Chicken of the woods – an edible shelf fungus |
The fruiting body of the sulphur shelf does not look anything like the typical mushroom with which we are familiar. It grows straight out of the bark and does not have a stalk. The fungus feeds on the dead wood at the core of the tree. After years of feeding the wood decays into a powder leaving a hollow trunk which is said to make the tree better able to resist the forces of nature.
A large specimen appears every autumn on an old English oak that grows along one of the main paths in Buskett. I have seen it every autumn for the past fifteen years or so but although it is very visible most people who walk past the tree do not see it, and if they do, they do not bother to look at it twice.

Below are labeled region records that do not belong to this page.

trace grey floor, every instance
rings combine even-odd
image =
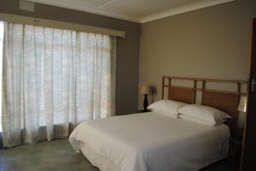
[[[0,171],[99,171],[82,154],[77,154],[67,140],[43,141],[0,150]],[[230,171],[223,160],[201,171]]]

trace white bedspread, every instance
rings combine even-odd
[[[86,145],[119,171],[195,171],[226,157],[229,137],[224,124],[210,127],[152,111],[81,123],[69,140],[77,151]]]

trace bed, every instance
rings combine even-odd
[[[201,88],[197,83],[193,88],[177,87],[171,84],[171,79],[177,78],[163,77],[162,86],[163,89],[167,88],[168,99],[192,104],[200,90],[201,104],[229,112],[233,120],[236,118],[237,103],[243,94],[240,90],[206,89],[205,83],[209,80],[199,78],[189,80],[201,81]],[[69,141],[101,171],[196,171],[227,157],[234,123],[209,127],[152,111],[81,123]]]

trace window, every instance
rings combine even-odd
[[[2,132],[2,57],[3,43],[3,22],[0,21],[0,133]]]

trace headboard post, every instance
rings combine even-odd
[[[168,84],[166,85],[166,79],[168,79]],[[183,87],[172,85],[171,80],[185,80],[193,83],[193,87]],[[202,83],[201,88],[198,88],[197,83]],[[236,91],[224,91],[218,89],[207,88],[207,83],[230,83],[237,86]],[[182,101],[189,104],[196,103],[197,91],[202,92],[201,104],[215,107],[229,113],[232,119],[228,125],[230,127],[230,132],[233,134],[237,125],[238,111],[237,107],[241,95],[247,95],[241,92],[241,84],[247,84],[247,81],[211,79],[211,78],[195,78],[195,77],[163,77],[162,79],[162,99],[165,98],[165,88],[168,88],[168,99]]]

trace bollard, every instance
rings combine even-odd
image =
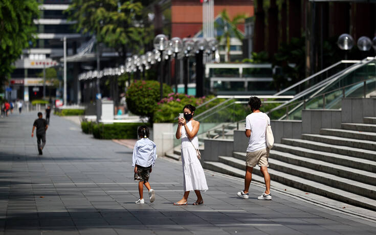
[[[325,109],[325,94],[322,95],[322,109]]]

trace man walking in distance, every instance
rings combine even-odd
[[[43,152],[42,150],[46,144],[46,131],[47,131],[48,125],[46,119],[42,118],[43,115],[41,112],[38,113],[38,118],[35,119],[33,124],[33,130],[31,131],[31,137],[34,136],[34,130],[36,127],[36,138],[37,143],[38,143],[38,152],[39,155],[42,155]],[[40,144],[40,140],[42,141],[42,144]]]
[[[270,119],[266,114],[260,111],[261,100],[256,97],[251,97],[248,102],[252,113],[246,119],[246,136],[249,137],[248,147],[247,148],[246,177],[244,189],[237,193],[240,198],[249,198],[249,186],[252,178],[252,170],[256,165],[260,166],[260,170],[264,177],[266,189],[257,198],[258,200],[272,200],[270,193],[270,176],[268,173],[269,165],[268,159],[269,149],[267,145],[266,132],[267,125],[270,123]]]
[[[47,106],[47,109],[46,109],[46,120],[47,122],[47,124],[50,124],[50,113],[51,112],[51,107],[50,105]]]

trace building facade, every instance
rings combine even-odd
[[[78,38],[81,34],[75,32],[72,25],[64,12],[69,7],[70,0],[44,0],[40,1],[39,19],[34,23],[37,27],[36,42],[30,49],[23,50],[19,59],[15,63],[15,69],[11,74],[9,99],[23,99],[29,101],[43,96],[43,69],[54,67],[58,72],[61,71],[59,58],[63,56],[63,42],[61,39]],[[77,42],[75,42],[75,44]],[[68,54],[74,52],[72,48],[67,50]],[[47,83],[48,87],[50,84]],[[59,92],[56,88],[47,88],[46,96],[55,97]],[[11,90],[11,91],[10,91]],[[50,94],[52,93],[52,94]]]

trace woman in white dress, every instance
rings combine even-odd
[[[195,109],[194,106],[187,104],[183,109],[184,118],[179,118],[175,136],[176,139],[182,138],[184,196],[174,205],[187,205],[189,192],[192,190],[194,190],[197,196],[197,200],[193,205],[203,204],[204,200],[200,190],[208,190],[204,169],[196,153],[196,149],[198,148],[197,133],[200,129],[200,122],[193,120]]]

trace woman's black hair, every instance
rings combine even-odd
[[[183,112],[184,112],[184,110],[185,109],[189,109],[191,111],[191,113],[194,112],[194,111],[196,110],[196,107],[195,107],[194,106],[192,105],[192,104],[186,104],[184,106],[184,108],[183,108]]]
[[[142,125],[139,127],[139,136],[143,138],[149,138],[149,129],[146,125]]]
[[[259,110],[261,107],[261,100],[256,96],[251,96],[249,98],[248,104],[251,106],[252,111]]]

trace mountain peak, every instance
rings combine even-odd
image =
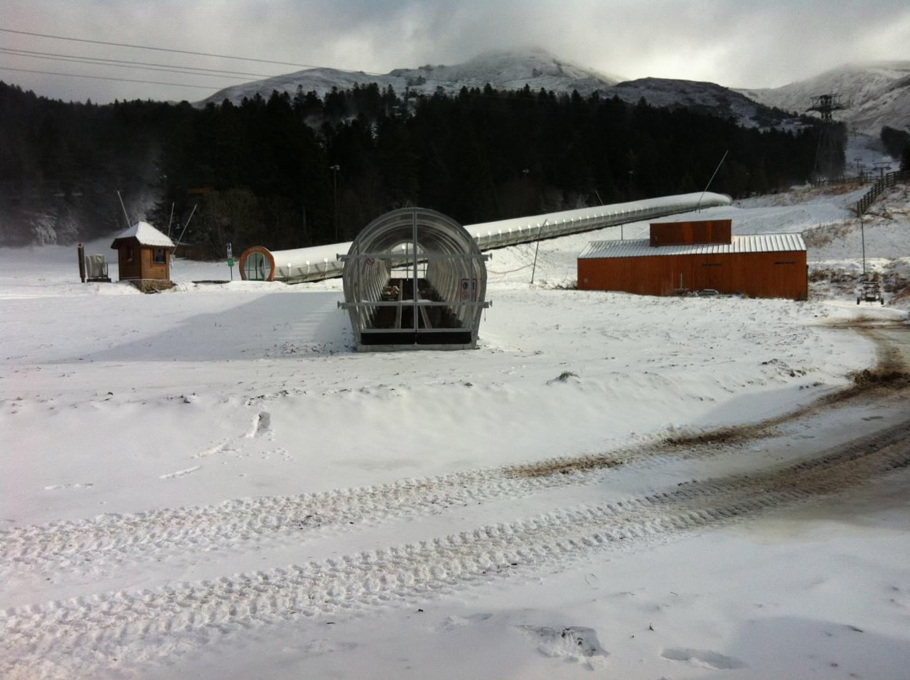
[[[588,95],[604,90],[622,79],[561,59],[542,47],[531,46],[486,52],[451,66],[427,64],[416,68],[396,68],[384,76],[310,68],[226,87],[199,104],[217,104],[224,99],[237,103],[257,93],[268,97],[272,90],[294,93],[298,86],[304,92],[313,90],[321,96],[333,86],[345,89],[368,83],[377,83],[381,89],[391,86],[397,92],[410,89],[415,94],[431,94],[440,87],[455,93],[463,86],[483,87],[489,83],[496,89],[521,89],[527,85],[532,90],[541,87],[557,93],[578,90]]]

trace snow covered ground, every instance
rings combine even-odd
[[[0,249],[0,675],[905,675],[907,391],[852,376],[910,301],[824,278],[862,192],[702,212],[806,232],[806,302],[571,289],[643,224],[494,251],[463,352],[352,351],[338,280]],[[908,204],[864,223],[905,277]]]

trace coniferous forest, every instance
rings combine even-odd
[[[197,108],[64,103],[0,83],[0,219],[7,242],[68,243],[127,209],[212,257],[231,242],[301,248],[353,238],[387,210],[462,224],[701,191],[734,198],[808,180],[818,128],[738,127],[647,102],[376,85]],[[336,229],[338,238],[336,239]],[[166,229],[165,229],[166,230]],[[172,236],[174,236],[172,231]]]

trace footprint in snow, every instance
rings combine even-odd
[[[537,649],[541,654],[564,658],[567,661],[576,661],[591,670],[602,667],[610,654],[601,646],[601,641],[597,639],[597,631],[593,628],[580,625],[564,628],[532,625],[520,627],[537,642]]]
[[[492,615],[491,614],[473,614],[470,616],[447,616],[441,624],[436,626],[436,632],[450,633],[471,624],[480,624],[481,621],[491,618]]]
[[[256,414],[253,418],[253,422],[247,431],[247,433],[243,435],[244,437],[261,437],[263,434],[268,434],[272,429],[272,417],[268,411],[262,411]]]
[[[688,661],[693,665],[717,670],[735,670],[745,668],[746,665],[733,656],[725,656],[717,652],[703,649],[673,648],[664,649],[661,656],[671,661]]]
[[[177,470],[176,472],[168,472],[167,474],[162,474],[158,477],[159,480],[172,480],[177,477],[183,477],[185,474],[189,474],[190,472],[195,472],[197,470],[201,469],[201,465],[196,465],[195,467],[187,468],[186,470]]]

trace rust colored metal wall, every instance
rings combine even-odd
[[[805,299],[809,279],[805,251],[654,255],[580,259],[578,287],[640,295],[714,289],[753,298]]]
[[[692,222],[652,222],[652,246],[689,243],[730,243],[733,220],[701,219]]]

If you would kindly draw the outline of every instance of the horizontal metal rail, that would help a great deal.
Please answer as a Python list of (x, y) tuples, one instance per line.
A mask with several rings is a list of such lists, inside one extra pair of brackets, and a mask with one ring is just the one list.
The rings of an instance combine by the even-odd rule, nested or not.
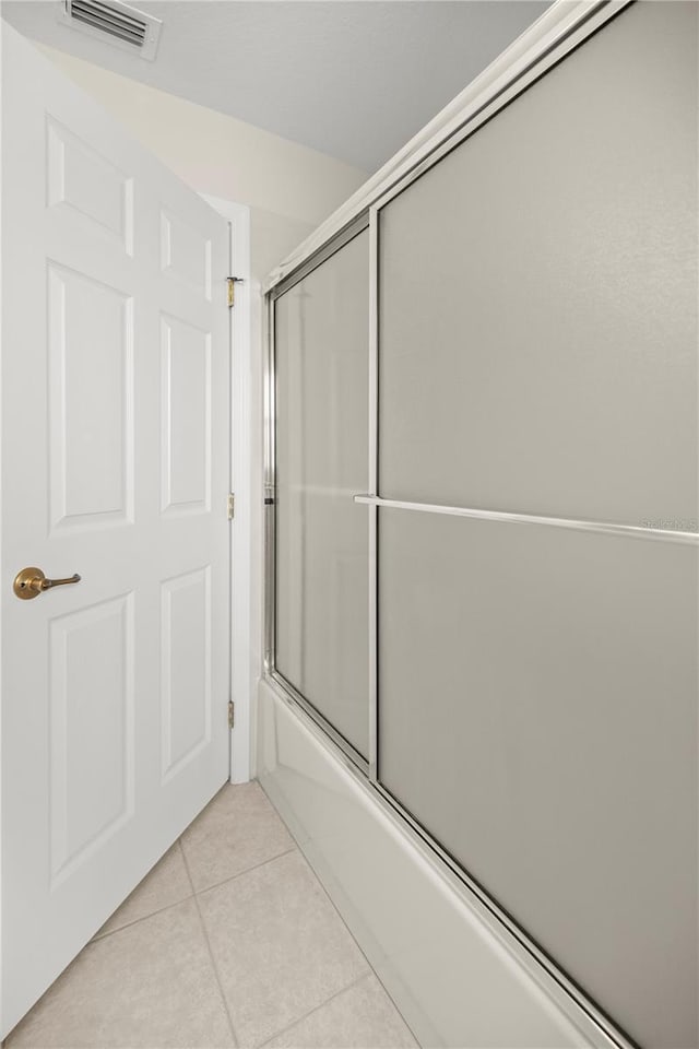
[[(509, 514), (505, 510), (478, 510), (463, 506), (441, 506), (430, 503), (406, 503), (401, 499), (382, 499), (377, 495), (355, 495), (354, 502), (365, 506), (388, 507), (394, 510), (420, 510), (424, 514), (446, 514), (450, 517), (469, 517), (476, 521), (501, 521), (505, 524), (544, 524), (550, 528), (568, 528), (578, 532), (600, 532), (604, 535), (620, 535), (627, 539), (651, 539), (664, 543), (683, 543), (699, 546), (699, 530), (663, 528), (667, 521), (653, 524), (615, 524), (612, 521), (585, 521), (568, 517), (542, 517), (536, 514)], [(678, 524), (688, 521), (678, 521)], [(692, 522), (694, 523), (694, 522)]]

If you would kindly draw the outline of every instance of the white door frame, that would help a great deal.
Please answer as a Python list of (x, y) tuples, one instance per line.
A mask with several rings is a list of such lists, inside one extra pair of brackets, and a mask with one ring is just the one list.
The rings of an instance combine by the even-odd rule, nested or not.
[(250, 708), (252, 695), (251, 622), (251, 352), (250, 352), (250, 209), (220, 197), (201, 197), (230, 225), (230, 276), (236, 284), (230, 310), (230, 491), (235, 517), (230, 529), (230, 698), (235, 727), (230, 733), (230, 782), (250, 779)]

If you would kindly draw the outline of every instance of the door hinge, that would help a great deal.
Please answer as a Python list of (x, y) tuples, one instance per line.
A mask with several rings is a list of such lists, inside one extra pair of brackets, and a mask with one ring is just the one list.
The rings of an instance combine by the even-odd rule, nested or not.
[(241, 276), (227, 276), (226, 283), (228, 284), (228, 306), (233, 307), (236, 304), (236, 284), (244, 284), (245, 281)]

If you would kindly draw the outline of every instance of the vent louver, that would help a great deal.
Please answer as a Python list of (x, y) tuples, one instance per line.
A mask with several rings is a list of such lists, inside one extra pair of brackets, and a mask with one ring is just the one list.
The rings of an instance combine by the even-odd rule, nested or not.
[(60, 21), (132, 54), (153, 59), (162, 22), (118, 0), (62, 0)]

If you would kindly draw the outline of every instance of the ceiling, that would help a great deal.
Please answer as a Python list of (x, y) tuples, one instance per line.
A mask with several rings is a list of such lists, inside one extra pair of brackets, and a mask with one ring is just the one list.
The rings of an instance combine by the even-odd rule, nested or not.
[(537, 0), (135, 0), (155, 61), (3, 0), (21, 33), (376, 170), (548, 7)]

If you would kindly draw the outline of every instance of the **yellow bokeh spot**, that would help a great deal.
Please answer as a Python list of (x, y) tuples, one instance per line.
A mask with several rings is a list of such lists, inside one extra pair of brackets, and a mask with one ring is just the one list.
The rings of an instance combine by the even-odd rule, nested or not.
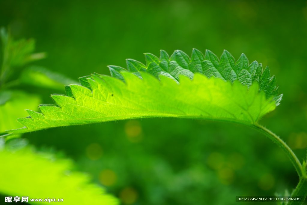
[(111, 169), (105, 169), (99, 174), (99, 181), (106, 186), (114, 185), (117, 179), (117, 176), (114, 171)]
[(214, 169), (221, 169), (224, 166), (224, 156), (219, 152), (211, 153), (207, 159), (207, 163), (211, 168)]
[(85, 150), (86, 156), (92, 160), (97, 160), (102, 156), (102, 148), (97, 143), (93, 143), (89, 145)]
[(307, 147), (307, 133), (292, 133), (290, 135), (288, 142), (293, 149), (305, 149)]
[(142, 128), (139, 122), (131, 120), (127, 122), (125, 125), (125, 132), (129, 141), (138, 142), (143, 138)]
[(134, 189), (131, 187), (125, 188), (119, 193), (119, 198), (122, 202), (128, 205), (134, 203), (138, 197), (138, 192)]
[(221, 168), (218, 171), (217, 173), (219, 179), (222, 183), (228, 185), (233, 181), (235, 173), (232, 169), (230, 168)]
[(275, 183), (274, 177), (270, 174), (262, 175), (258, 183), (259, 187), (262, 190), (267, 191), (273, 188)]

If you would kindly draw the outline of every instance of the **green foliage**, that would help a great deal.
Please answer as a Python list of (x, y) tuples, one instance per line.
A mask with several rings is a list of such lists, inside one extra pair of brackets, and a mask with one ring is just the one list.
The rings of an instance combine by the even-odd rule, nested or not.
[(60, 73), (44, 67), (32, 66), (26, 68), (21, 74), (21, 83), (47, 88), (63, 89), (63, 86), (78, 83)]
[(45, 57), (44, 53), (33, 53), (35, 41), (33, 39), (14, 40), (3, 28), (0, 29), (2, 42), (2, 65), (0, 76), (0, 87), (14, 73), (13, 69)]
[(45, 57), (45, 53), (33, 53), (34, 39), (15, 40), (4, 28), (0, 29), (0, 37), (3, 56), (0, 68), (0, 133), (3, 133), (8, 129), (19, 127), (16, 118), (26, 116), (26, 109), (37, 111), (37, 105), (41, 102), (39, 95), (27, 93), (21, 85), (62, 90), (65, 85), (75, 82), (44, 68), (32, 66), (23, 69), (27, 64)]
[(37, 95), (29, 94), (21, 91), (0, 91), (0, 133), (10, 128), (15, 129), (20, 126), (16, 118), (27, 116), (26, 109), (36, 110), (41, 102)]
[(279, 104), (281, 96), (268, 68), (262, 71), (256, 61), (249, 65), (244, 54), (235, 63), (224, 51), (219, 63), (206, 53), (194, 49), (190, 60), (179, 50), (170, 58), (161, 51), (160, 59), (146, 53), (146, 66), (128, 59), (127, 71), (109, 66), (115, 77), (80, 78), (82, 85), (66, 87), (67, 96), (52, 96), (57, 106), (40, 106), (41, 112), (27, 110), (30, 117), (18, 120), (25, 127), (9, 132), (157, 116), (252, 124)]
[[(7, 144), (0, 149), (1, 174), (5, 176), (0, 180), (1, 193), (14, 196), (26, 196), (29, 199), (62, 198), (65, 204), (75, 204), (76, 201), (79, 204), (118, 204), (101, 187), (89, 183), (87, 176), (72, 171), (70, 160), (35, 152), (28, 146), (18, 147), (18, 144)], [(20, 168), (12, 168), (16, 166)]]

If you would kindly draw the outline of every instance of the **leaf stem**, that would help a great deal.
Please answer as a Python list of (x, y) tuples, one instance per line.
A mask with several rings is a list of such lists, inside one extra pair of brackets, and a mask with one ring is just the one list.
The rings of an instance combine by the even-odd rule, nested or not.
[[(297, 159), (295, 154), (291, 148), (276, 134), (273, 133), (270, 130), (259, 124), (255, 124), (253, 125), (252, 127), (276, 143), (288, 155), (300, 177), (300, 181), (298, 184), (292, 192), (291, 196), (302, 197), (303, 199), (302, 201), (300, 202), (289, 201), (287, 204), (292, 205), (303, 204), (304, 201), (305, 200), (305, 198), (307, 195), (307, 175), (306, 173), (305, 168), (302, 166), (299, 160)], [(304, 163), (303, 165), (305, 166), (306, 166), (306, 164)]]
[(299, 205), (302, 204), (307, 195), (307, 178), (306, 176), (300, 178), (298, 184), (296, 186), (295, 189), (293, 191), (291, 196), (292, 197), (302, 198), (301, 202), (296, 202), (294, 201), (289, 201), (287, 205)]
[(300, 160), (291, 148), (282, 140), (270, 130), (262, 125), (255, 124), (252, 127), (272, 140), (282, 149), (290, 159), (290, 161), (295, 168), (300, 179), (303, 175), (305, 175), (303, 173), (302, 165), (300, 162)]

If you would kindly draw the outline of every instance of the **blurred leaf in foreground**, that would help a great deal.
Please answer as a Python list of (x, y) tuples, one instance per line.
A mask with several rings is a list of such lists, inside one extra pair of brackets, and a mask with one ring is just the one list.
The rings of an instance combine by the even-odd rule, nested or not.
[[(29, 147), (0, 150), (2, 177), (0, 192), (6, 195), (30, 198), (63, 199), (65, 204), (118, 204), (114, 197), (89, 183), (86, 175), (71, 171), (71, 162), (56, 159), (50, 154), (37, 153)], [(17, 167), (19, 168), (16, 168)], [(45, 202), (31, 202), (44, 204)], [(51, 202), (49, 204), (57, 204)]]

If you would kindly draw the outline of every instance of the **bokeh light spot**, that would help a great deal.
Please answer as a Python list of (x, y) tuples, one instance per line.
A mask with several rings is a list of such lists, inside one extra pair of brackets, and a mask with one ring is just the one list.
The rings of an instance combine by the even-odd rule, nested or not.
[(138, 142), (143, 138), (142, 128), (139, 121), (129, 120), (125, 125), (125, 132), (127, 138), (131, 142)]
[(235, 173), (232, 169), (226, 168), (219, 170), (218, 175), (220, 181), (222, 183), (229, 185), (234, 181)]
[(219, 152), (213, 152), (208, 157), (207, 163), (209, 167), (212, 169), (220, 169), (224, 164), (224, 156)]
[(134, 203), (138, 199), (138, 192), (133, 188), (126, 187), (119, 193), (119, 198), (122, 202), (125, 204), (132, 204)]
[(114, 185), (117, 179), (116, 174), (111, 169), (103, 170), (99, 174), (99, 181), (105, 186), (109, 186)]

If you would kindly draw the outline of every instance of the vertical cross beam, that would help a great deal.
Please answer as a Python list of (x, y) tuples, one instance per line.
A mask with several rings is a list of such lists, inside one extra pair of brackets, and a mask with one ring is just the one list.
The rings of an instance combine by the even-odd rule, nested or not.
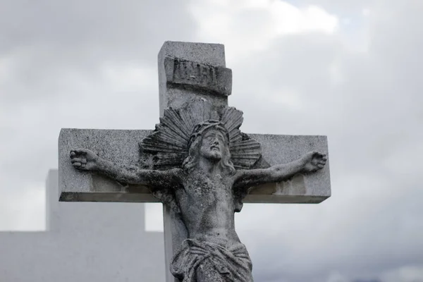
[[(165, 109), (178, 107), (195, 96), (212, 102), (218, 111), (228, 105), (232, 73), (223, 68), (223, 44), (167, 41), (159, 52), (158, 61), (160, 116)], [(187, 233), (183, 223), (164, 204), (163, 213), (166, 282), (178, 282), (169, 266), (174, 248), (187, 238)]]

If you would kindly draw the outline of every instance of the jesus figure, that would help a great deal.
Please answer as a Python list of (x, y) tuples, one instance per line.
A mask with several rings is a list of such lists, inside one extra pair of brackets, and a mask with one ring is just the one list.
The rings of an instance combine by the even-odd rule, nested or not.
[(183, 282), (251, 282), (252, 264), (235, 231), (235, 190), (286, 180), (297, 173), (322, 168), (326, 157), (311, 152), (286, 164), (235, 170), (231, 160), (229, 133), (219, 121), (195, 126), (181, 168), (142, 169), (114, 164), (93, 152), (70, 152), (73, 166), (102, 173), (121, 183), (171, 189), (188, 231), (171, 264)]

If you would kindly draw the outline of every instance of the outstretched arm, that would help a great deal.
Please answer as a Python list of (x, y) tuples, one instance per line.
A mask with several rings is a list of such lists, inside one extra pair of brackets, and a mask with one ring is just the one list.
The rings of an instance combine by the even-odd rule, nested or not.
[(123, 183), (169, 187), (178, 182), (176, 169), (155, 171), (114, 164), (100, 158), (87, 149), (70, 151), (70, 161), (75, 168), (96, 171)]
[(301, 158), (269, 168), (250, 169), (237, 171), (234, 186), (251, 187), (260, 184), (280, 182), (297, 173), (306, 173), (323, 168), (326, 161), (326, 154), (310, 152)]

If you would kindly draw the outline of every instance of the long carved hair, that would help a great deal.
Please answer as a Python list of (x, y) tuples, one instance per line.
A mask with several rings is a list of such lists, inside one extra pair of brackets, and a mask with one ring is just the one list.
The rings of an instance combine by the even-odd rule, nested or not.
[(192, 134), (188, 142), (188, 157), (184, 159), (182, 167), (185, 173), (192, 172), (198, 164), (200, 159), (200, 149), (202, 142), (202, 137), (206, 131), (210, 129), (216, 129), (223, 133), (225, 143), (222, 158), (219, 162), (222, 171), (229, 175), (235, 173), (233, 164), (231, 161), (231, 152), (229, 151), (229, 133), (224, 125), (219, 121), (209, 120), (197, 124), (192, 130)]

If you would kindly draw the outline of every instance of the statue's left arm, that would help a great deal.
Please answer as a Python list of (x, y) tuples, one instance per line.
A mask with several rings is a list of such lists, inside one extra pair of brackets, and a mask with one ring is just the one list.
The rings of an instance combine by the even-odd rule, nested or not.
[(323, 168), (326, 160), (326, 154), (310, 152), (288, 164), (277, 164), (268, 168), (240, 170), (235, 175), (234, 186), (251, 187), (283, 181), (297, 173), (317, 171)]

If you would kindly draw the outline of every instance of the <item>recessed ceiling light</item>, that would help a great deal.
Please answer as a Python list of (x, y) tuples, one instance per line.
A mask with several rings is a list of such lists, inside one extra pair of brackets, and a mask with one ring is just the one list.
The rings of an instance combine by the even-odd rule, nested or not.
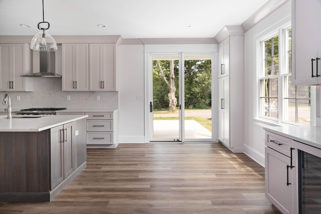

The sulphur shelf is found in Europe and North America. It is edible when young although some people are allergic to it and suffer from gastrointestinal problems after eating it. It is said to have a unique mushroomy taste. Others describe the taste as similar to that of crab or lobster while there is a general consensus that it reminds one of chicken. In fact another name for it is chicken mushroom or chicken of the wood. Although wild specimens are usually collected for cooking, this species can also be cultivated.
Some specimens can grow to a large size; one specimen collected in 1990 in the New Forest in Hampshire in the United Kingdom weighed more than 45 kilograms and has even found a place in the Guinness Book or Records.
In 2009 it was depicted on a 5 cent stamp which was one of a set of five stamps featuring Maltese fungi issued by Maltapost.